Nel novembre 1991 i serbo-bosniaci indirono un referendum per unirsi alla Serbia e al Montenegro. I si all’unione si misurarono in quantità bulgara. Il mese successivo i leader dell’SDS stilarono un documento top secret intitolato “Per l’attività e l’organizzazione degli organi della popolazione serba in Bosnia Erzegovina in circostanze eccezionali”. Il documento non era altro che un tentativo strisciante di golpe in combutta con la JNA.

Il 9 gennaio 1992 l’Assemblea serbo-bosniaca proclamò la Repubblica del Popolo Serbo di Bosnia Erzegovina.

Il 28 febbraio 1992 venne adottata la nuova Costituzione in cui si dichiarava che il territorio della neonata repubblica includeva le regioni autonome serbe, municipalità e altre entità di etnia serba così come “tutte le regioni in cui la popolazione serba rappresenta una minoranza a seguito del genocidio della Seconda Guerra Mondiale” e che tale territorio era parte dello stato federale jugoslavo.

Istituzione della Comunità croata dell’Erzeg-Bosnia

Anche sul versamento bosniaco-croato dell’Erzegovina i nazionalisti iniziarono ad agitarsi, facendo si che l’HDZ di Tudman organizzò il ramo bosniaco del suo partito. Il partito fu subito preso in mano dagli elementi più sciovinisti come Mate Boban, Dario Kordic, Jadranko Prlic, Ignac Kostroman e Anto Valenta. Ciò coincise con il picco della guerra d’indipendenza croata. Il 18 novembre 1991 il ramo del partito in Bosnia-Erzegovina, l’Unione Democratica Croata di Bosnia-Erzegovina (HDZ BiH), istituì la “Comunità croata dell’Erzeg-Bosnia”, che almeno formalmente rimaneva all’interno di una Bosnia indipendente.

Piano Carrington-Cutileiro

A Lisbona Lord Carrington e Josè Cutileiro (da qui il nome del piano) tentarono di fermare l’escalation del conflitto su mandato della Comunità Europea. Essa propose la condivisione del potere a tutti i livelli amministrativi tra le etnie e la devolution dal governo centrale alle comunità etniche locali.
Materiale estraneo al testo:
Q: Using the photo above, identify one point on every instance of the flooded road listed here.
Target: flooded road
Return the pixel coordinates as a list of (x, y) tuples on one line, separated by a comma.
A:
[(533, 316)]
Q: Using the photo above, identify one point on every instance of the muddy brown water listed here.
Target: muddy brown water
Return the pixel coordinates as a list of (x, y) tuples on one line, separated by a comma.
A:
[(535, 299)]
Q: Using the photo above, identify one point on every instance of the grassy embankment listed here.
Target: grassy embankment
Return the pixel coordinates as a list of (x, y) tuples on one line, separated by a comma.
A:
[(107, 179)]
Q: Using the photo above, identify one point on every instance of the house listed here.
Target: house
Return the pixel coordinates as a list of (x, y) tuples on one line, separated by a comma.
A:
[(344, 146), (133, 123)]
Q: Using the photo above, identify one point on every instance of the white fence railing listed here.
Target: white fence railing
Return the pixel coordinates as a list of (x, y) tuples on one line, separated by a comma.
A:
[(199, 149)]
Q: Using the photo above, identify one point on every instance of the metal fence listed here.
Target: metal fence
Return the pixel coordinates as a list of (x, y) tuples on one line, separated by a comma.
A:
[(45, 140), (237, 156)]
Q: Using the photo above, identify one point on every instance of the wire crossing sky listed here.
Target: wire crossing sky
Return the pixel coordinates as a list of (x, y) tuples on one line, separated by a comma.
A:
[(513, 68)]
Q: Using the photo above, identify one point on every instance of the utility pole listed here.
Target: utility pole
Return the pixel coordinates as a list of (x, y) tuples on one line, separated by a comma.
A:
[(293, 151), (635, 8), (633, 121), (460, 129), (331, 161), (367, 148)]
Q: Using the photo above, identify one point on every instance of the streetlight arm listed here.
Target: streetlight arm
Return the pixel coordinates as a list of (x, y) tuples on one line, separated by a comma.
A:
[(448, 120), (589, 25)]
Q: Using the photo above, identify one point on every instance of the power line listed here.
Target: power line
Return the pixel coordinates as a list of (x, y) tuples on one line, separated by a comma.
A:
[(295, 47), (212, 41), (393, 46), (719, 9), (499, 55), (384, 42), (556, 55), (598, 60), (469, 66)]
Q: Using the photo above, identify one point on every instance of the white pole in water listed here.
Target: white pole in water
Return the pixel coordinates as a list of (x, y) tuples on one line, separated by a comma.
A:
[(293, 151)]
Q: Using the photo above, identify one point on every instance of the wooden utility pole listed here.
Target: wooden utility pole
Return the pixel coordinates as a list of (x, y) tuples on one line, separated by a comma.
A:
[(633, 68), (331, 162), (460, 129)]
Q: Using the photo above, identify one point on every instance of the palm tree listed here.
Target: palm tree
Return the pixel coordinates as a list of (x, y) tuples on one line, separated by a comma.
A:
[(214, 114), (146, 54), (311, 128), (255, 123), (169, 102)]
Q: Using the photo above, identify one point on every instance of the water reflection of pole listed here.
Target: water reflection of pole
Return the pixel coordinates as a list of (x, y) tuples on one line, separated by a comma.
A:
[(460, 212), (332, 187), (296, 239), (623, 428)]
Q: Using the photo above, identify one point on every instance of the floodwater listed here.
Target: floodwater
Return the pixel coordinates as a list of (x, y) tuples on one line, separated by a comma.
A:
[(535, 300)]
Quest’ultimo punto prevedeva la suddivisione in zone etnicamente ben definite, cosa che all’inizio del conflitto era impossibile, vista la natura multietnica della Bosnia.

Il 18 marzo 1992 tutte le parti in causa sottoscrissero l’accordo: Alija Izetbegovic per i musulmani, Radovan Karadzic per i serbi e Mate Boban per i croati.

Tuttavia, il 28 marzo 1992 Izetbegovic, dopo un incontro con l’ambasciatore americano in Jugoslavia Warren Zimmermann a Sarajevo, ritirò la sua firma dichiarando che mai avrebbe accettato la suddivisione etnica della Bosnia. Questa improvvisa retromarcia portò allo stallo delle istituzioni e il caos.

L’embargo

Il 26 settembre 1991 il Consiglio di Sicurezza dell’ONU approvò la risoluzione 713 che imponeva l’embargo di armi su tutto il territorio jugoslavo. L’embargo colpì quasi interamente l’esercito bosniaco, dato che la Serbia ereditò la quasi totalità dei suo armamenti dalla JNA e la Croazia contrabbandava le armi con i gruppi mafiosi attraverso la costa dalmata. Oltre il 55 % degli arsenali e caserme della ex-Jugoslavia si trovavano in Bosnia a causa del suo terreno montuoso, in previsione di una conflitto basato sulla guerriglia, ma molte di quelle fabbriche erano sotto controllo serbo come la fabbrica UNIS PRETIS in Vogosca), e altri erano inutilizzabili a causa di mancanza di energia elettrica e di materie prime.

Resosi conto della situazione di palese inferiorità, il governo bosniaco fece pressioni per la revoca dell’embargo, ma Regno Unito, Francia e Russia posero il loro veto. Le proposte americane per perseguire questa politica erano conosciuti come “Lift and Strike“. Il Congresso USA approvò due risoluzioni che chiedevano l’alleggerimento dell’embargo, ma il presidente Clinton pose il veto su entrambe per paura di rompere con i paesi sopra citati. Ma gli Stati Uniti usarono comunque canali illegali per infiltrare gruppi radicali islamici legati ad Al Qaeda e contrabbandare armi con i musulmani.